Svechnikov has been a major piece of Carolina's revival after a nine-year playoff drought in 2019. the team went to the Eastern Conference finals that year in his rookie season, and has won at least one postseason series in each of the past two years.
Svechnikov had 15 goals and 27 assists in 55 regular-season games for the Hurricanes last year, which saw the Hurricanes win a division championship for the first time in 15 years. He also had two goals and six assists in 11 playoff games, with Carolina beating Nashville in the first round before losing to eventual Stanley Cup champion Tampa Bay.
The previous year, he posted the first postseason hat trick in franchise history against the New York Rangers in a Stanley Cup qualifier series in the Toronto bubble following the NHL’s restart amid the COVID-19 pandemic.

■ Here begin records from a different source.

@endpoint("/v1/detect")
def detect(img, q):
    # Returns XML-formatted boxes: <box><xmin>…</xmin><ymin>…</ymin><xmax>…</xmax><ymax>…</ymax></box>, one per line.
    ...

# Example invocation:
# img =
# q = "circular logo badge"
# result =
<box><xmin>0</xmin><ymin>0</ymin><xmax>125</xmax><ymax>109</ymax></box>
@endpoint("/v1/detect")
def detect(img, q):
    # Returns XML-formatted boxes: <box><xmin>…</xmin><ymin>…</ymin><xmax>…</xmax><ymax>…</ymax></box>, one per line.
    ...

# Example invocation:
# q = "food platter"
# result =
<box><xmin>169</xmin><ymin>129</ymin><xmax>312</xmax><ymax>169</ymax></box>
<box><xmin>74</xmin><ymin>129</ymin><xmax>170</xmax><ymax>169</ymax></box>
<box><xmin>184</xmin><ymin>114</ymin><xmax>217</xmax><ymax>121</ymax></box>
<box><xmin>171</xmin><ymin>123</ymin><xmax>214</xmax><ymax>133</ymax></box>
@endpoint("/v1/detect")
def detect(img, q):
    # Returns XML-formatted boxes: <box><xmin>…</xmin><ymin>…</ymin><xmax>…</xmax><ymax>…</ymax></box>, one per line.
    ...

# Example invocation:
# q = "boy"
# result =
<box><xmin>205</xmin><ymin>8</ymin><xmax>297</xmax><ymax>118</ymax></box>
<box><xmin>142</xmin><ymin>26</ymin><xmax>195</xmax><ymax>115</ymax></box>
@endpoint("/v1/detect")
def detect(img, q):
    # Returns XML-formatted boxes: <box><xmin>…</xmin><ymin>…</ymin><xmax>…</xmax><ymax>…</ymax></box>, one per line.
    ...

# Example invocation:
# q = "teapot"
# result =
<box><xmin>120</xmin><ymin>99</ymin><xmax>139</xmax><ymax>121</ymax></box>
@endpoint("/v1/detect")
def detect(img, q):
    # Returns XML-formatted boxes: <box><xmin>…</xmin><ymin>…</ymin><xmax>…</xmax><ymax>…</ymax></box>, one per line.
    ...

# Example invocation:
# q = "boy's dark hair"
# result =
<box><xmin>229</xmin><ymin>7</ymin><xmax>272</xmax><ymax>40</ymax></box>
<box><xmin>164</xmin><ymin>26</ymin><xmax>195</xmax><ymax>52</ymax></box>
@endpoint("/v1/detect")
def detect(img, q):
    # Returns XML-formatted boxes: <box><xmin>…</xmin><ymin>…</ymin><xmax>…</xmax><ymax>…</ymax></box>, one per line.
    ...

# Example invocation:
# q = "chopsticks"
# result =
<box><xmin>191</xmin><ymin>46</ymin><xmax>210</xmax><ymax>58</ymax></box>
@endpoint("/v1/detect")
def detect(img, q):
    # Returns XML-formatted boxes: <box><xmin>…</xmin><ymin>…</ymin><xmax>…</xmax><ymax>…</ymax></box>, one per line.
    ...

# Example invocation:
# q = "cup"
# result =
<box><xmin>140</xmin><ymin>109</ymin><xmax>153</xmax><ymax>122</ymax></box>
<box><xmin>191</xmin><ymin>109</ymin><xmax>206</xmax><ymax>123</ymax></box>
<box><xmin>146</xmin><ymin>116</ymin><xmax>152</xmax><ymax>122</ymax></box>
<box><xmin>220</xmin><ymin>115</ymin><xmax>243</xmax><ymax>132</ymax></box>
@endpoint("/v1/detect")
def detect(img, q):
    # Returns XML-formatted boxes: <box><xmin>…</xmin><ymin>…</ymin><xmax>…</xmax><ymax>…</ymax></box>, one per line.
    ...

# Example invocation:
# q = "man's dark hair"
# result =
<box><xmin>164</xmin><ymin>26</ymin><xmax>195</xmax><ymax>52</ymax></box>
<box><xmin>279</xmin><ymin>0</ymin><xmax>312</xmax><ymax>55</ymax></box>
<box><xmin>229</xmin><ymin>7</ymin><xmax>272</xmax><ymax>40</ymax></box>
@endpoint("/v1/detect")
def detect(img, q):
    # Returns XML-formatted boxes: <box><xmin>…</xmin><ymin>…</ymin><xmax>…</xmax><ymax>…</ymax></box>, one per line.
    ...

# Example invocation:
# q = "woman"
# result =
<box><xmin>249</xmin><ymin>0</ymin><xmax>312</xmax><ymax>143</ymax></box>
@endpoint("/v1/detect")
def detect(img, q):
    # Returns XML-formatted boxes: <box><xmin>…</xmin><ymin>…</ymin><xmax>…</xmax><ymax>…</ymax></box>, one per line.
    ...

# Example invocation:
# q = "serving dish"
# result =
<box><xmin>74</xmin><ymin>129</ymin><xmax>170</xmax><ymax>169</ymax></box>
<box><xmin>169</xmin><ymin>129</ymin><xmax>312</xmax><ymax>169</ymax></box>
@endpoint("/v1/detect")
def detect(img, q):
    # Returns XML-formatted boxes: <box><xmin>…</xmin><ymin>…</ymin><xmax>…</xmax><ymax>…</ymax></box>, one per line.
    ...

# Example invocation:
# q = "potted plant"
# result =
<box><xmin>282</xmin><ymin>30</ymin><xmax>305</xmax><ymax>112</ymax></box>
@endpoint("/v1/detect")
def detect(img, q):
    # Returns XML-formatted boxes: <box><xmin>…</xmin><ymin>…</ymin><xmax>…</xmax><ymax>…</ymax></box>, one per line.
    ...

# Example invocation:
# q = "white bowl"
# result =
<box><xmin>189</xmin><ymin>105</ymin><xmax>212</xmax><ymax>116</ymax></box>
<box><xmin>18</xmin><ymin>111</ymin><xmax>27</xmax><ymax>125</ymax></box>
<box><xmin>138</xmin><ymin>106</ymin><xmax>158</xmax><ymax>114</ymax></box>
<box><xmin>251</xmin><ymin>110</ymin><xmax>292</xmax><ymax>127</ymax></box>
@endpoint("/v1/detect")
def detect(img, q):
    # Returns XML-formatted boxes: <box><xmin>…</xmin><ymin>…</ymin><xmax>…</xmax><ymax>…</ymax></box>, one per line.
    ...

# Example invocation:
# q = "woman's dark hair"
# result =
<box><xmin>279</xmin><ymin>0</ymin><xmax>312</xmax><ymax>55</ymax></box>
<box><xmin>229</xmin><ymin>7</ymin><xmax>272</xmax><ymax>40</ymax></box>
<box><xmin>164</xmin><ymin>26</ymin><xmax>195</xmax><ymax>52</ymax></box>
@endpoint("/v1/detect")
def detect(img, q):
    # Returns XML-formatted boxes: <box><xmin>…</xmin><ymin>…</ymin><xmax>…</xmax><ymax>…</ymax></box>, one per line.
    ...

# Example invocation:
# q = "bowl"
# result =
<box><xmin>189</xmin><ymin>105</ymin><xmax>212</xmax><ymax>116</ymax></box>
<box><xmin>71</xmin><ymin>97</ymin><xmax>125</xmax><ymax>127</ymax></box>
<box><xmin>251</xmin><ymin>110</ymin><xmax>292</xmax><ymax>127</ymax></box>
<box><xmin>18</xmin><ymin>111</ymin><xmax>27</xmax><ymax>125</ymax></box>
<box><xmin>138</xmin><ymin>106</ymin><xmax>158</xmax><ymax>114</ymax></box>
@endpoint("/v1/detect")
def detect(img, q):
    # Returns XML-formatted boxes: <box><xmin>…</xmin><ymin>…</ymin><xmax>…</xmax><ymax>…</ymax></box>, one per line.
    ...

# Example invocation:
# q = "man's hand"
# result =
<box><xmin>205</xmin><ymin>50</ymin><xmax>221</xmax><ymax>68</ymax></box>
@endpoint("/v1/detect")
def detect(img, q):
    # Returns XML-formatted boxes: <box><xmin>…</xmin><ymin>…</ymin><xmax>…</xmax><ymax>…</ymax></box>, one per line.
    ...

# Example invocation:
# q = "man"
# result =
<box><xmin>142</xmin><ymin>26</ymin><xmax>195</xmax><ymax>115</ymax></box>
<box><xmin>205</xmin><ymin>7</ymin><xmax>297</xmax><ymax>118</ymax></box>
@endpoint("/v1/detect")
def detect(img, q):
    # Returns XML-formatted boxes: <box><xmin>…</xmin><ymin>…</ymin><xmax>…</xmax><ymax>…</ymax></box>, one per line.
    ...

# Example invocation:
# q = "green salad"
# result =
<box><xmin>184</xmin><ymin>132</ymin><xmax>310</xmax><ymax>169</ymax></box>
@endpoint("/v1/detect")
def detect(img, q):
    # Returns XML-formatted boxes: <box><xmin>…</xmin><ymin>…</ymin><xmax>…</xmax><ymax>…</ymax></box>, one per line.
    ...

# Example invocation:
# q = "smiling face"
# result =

And he had shown flair with his lacrosse-style goals, when he scoops up the puck with his stick from behind the net and jams it into the net behind the goalie.
“Just watching Andrei in and around the rink every day, he's a player that puts his time in," Waddell said. "I've walked down there an hour, two hours after practice and he's back there shooting practice. You know he's all-in. ... He's shown a lot through his career.”